As such, HubSpot leverages data to improve its AI and AI to bolster its data sets. That’s a potentially powerful cycle.

HubSpot Service Hub: Pricing Options

Smaller companies can start experimenting with basic features for free. Indeed, Service Hub’s free plan includes contact management, basic ticketing tools, team emails, and a basic AI chatbot.

After that, there are three central plans to choose from:

  • Starter: Starting at $20 per month: This includes all the free plan features, simple ticket automation and multiple ticket pipelines, multiple currencies, and a calling SDK. It’s great for smaller businesses with limited CRM requirements.
  • Professional: Starting at $100 per month per seat, this plan is for advanced customer service teams, with all the features of Starter, plus the Help Desk workspace, knowledge base, customer success workspace, and customer portals.
  • Enterprise: Starting at $150 per month per seat, this plan offers all the most advanced features of HubSpot Service Hub, including playbooks for teams, advanced SLAs and routing capabilities, single sign-on, and multiple knowledge bases.

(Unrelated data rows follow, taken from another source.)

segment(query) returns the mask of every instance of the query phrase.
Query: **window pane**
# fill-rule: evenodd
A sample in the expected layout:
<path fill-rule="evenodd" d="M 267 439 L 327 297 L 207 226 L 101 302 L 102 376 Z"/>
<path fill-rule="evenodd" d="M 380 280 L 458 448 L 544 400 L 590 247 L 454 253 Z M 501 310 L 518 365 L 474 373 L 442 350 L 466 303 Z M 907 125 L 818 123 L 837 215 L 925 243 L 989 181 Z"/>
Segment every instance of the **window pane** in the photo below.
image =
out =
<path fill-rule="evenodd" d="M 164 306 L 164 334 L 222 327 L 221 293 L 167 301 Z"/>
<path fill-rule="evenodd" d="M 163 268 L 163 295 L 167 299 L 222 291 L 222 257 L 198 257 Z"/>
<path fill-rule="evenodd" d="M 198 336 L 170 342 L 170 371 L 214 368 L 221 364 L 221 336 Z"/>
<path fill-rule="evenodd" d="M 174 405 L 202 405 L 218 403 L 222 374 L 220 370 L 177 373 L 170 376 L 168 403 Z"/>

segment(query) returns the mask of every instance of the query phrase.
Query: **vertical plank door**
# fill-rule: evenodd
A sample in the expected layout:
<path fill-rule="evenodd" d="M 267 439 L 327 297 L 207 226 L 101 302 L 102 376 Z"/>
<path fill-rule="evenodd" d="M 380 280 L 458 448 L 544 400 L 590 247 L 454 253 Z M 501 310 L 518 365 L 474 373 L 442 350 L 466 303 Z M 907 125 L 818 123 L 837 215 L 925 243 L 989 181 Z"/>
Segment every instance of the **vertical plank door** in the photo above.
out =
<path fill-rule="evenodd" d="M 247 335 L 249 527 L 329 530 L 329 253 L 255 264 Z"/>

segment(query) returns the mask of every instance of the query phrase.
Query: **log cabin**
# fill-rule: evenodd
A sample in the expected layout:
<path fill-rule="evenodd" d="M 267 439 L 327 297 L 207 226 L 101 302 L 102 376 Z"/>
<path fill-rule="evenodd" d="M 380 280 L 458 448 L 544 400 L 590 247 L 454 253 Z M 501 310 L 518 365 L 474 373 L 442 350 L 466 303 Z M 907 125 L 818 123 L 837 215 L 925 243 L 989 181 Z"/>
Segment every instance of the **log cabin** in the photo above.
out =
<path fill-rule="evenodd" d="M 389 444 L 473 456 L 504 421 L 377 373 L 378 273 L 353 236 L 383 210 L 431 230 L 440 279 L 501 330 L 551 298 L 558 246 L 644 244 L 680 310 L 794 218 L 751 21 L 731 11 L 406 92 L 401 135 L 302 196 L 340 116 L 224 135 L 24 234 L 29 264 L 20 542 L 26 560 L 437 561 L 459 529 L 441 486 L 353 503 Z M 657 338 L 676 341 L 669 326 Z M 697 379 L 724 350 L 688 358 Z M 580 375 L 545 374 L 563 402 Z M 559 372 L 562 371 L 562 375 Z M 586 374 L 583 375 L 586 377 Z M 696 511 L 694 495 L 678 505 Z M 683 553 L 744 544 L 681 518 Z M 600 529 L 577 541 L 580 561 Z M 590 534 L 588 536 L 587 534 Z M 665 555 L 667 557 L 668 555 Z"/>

Notably, there are a few extra fees to consider. For instance, Professional and Enterprise plans might come with onboarding costs. Plus, some teams may consider working with a partner to set up custom integrations.

HubSpot Breeze features (Copilot and Agents) come included in most paid plans. However, Breeze Intelligence has extra per-credit fees.

In addition, companies that wish to combine HubSpot Service Hub with other Engagement Hubs can purchase those hub plans separately.

Alternatively, they can align all six hubs with a “Customer Platform” plan. These plans start at $15 monthly for the Starter option, $1,170 for Professional, or $4,300 for the Enterprise option.

HubSpot Service Hub: Transforming Customer Experience

HubSpot provides a unified platform designed to bring all customer-facing teams together through its Smart CRM.

Service Hub is one of the six CRM apps within Smart CRM.

The CRM doesn’t just focus on supporting buyers with queries, but it also gives teams the necessary tools to maintain a 360-degree view of customers, personalize service strategies, and proactively boost retention rates.

With new AI-powered capabilities delivered by the Breeze ecosystem, companies can also automate more tasks.

Additionally, they can resolve tickets faster, generate real-time insights and personalized content, and serve customers 24/7 through autonomous agents.

With scalable pricing, HubSpot gives companies an easy way to deliver next-generation customer service.